3. Zakat: the obligation to give 2.5% of an individual’s net worth to benefit individual and communal needs. In Judaism, we are all familiar with the mitzvah of Tzedakah, which should not be translated as giving charity but instead Tzedakah means to fulfill a religious commandment to care for vulnerable members of our society and to build robust Jewish organizations.
4. Sawm: fasting. Most know that Muslims refrain from eating and drinking during daylight hours during the month of Ramadan. Fasting is practiced on other occasions as well. In Jewish life, we fast (Tzom) on Yom Kippur to heighten our awareness of our personal shortcomings and to ask for God’s forgiveness.
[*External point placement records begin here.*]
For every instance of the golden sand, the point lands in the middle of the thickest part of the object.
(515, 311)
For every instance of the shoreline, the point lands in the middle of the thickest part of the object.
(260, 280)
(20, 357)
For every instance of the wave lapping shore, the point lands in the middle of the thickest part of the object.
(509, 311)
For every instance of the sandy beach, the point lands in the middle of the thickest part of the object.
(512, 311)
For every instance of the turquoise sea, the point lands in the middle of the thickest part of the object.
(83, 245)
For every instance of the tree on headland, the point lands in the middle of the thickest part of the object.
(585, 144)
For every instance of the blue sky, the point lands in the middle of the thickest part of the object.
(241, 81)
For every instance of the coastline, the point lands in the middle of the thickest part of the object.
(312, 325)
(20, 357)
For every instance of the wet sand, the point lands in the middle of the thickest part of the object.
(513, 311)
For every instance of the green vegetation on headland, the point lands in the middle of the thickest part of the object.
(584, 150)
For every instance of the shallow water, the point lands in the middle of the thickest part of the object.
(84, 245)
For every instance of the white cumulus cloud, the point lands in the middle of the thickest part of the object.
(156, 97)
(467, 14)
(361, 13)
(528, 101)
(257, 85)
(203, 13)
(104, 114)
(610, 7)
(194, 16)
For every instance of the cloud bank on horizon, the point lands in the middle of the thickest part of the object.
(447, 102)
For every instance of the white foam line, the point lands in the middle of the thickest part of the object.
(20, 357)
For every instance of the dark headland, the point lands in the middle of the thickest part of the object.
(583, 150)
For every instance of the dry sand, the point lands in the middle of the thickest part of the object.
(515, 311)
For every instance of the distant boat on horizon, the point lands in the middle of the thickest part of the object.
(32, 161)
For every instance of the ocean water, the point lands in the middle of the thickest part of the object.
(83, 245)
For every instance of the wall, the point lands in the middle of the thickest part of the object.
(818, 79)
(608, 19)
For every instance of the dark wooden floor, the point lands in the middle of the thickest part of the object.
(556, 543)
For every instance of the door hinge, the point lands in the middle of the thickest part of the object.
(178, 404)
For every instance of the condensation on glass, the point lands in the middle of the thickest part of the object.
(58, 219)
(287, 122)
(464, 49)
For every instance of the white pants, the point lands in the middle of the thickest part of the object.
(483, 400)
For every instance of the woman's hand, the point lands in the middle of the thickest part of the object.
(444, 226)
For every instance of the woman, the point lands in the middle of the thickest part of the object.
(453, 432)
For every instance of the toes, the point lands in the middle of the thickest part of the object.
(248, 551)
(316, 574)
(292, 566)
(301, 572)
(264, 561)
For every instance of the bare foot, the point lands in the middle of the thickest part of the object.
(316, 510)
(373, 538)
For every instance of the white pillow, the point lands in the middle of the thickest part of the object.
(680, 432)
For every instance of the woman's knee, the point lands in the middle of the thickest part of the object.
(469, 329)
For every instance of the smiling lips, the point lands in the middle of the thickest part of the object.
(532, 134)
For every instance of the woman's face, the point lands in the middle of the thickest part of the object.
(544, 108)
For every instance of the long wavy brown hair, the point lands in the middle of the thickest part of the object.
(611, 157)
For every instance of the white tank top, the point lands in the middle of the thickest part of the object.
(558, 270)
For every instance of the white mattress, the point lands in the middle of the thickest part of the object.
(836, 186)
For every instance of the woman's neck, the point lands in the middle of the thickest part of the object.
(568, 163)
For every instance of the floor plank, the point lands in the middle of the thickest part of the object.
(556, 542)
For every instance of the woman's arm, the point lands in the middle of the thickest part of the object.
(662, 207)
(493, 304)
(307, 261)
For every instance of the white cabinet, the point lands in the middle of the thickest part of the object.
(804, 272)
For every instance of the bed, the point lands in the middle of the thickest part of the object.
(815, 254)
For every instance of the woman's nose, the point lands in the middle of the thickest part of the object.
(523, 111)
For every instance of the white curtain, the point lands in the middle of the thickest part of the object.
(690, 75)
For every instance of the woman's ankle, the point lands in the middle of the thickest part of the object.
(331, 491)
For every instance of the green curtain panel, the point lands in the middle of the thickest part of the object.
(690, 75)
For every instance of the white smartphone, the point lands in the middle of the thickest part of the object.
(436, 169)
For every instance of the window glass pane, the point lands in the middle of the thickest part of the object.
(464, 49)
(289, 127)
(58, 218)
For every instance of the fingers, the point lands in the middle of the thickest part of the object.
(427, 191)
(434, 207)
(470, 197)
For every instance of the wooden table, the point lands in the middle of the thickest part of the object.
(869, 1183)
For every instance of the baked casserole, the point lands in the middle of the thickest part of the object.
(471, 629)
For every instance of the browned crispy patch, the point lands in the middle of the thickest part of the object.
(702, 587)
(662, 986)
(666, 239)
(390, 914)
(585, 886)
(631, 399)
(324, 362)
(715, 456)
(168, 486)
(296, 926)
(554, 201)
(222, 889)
5. Hajj: a Muslim must make a pilgrimage to Mecca at least once in his or her lifetime if physically and financially able. Hajj is the Arabic equivalent of the Hebrew word, Chag. The three pilgrimage Chagim - Sukkot, Pesach, and Shavuot - were times when our Israelite ancestors would journey to Jerusalem to celebrate the festival.
Muhi also spoke about the programs offered by the Ta’leef Collective. It purposefully is not a place of worship but instead is what we might call an Outreach Center, offering educational and cultural activities for those who do not feel comfortable attending a mosque. I was quite surprised to hear Muhi state that 80% of Muslims do not attend a mosque – keep that in mind the next time we Jews decry the lack of affiliation in our community! The Ta’leef Collective is succeeding in reaching out to young adult Muslims, creating a safe space to explore their faith without feeling judged by their elders.
There is much to say about the similarities, as well as differences, between Judaism and Islam. If you are interested in learning more, I recommend readingAn Introduction to Islam for Jews (JPS), authored by Reuven Firestone, Professor of Medieval Judaism and Islam at the Hebrew Union College-Jewish Institute of Religion.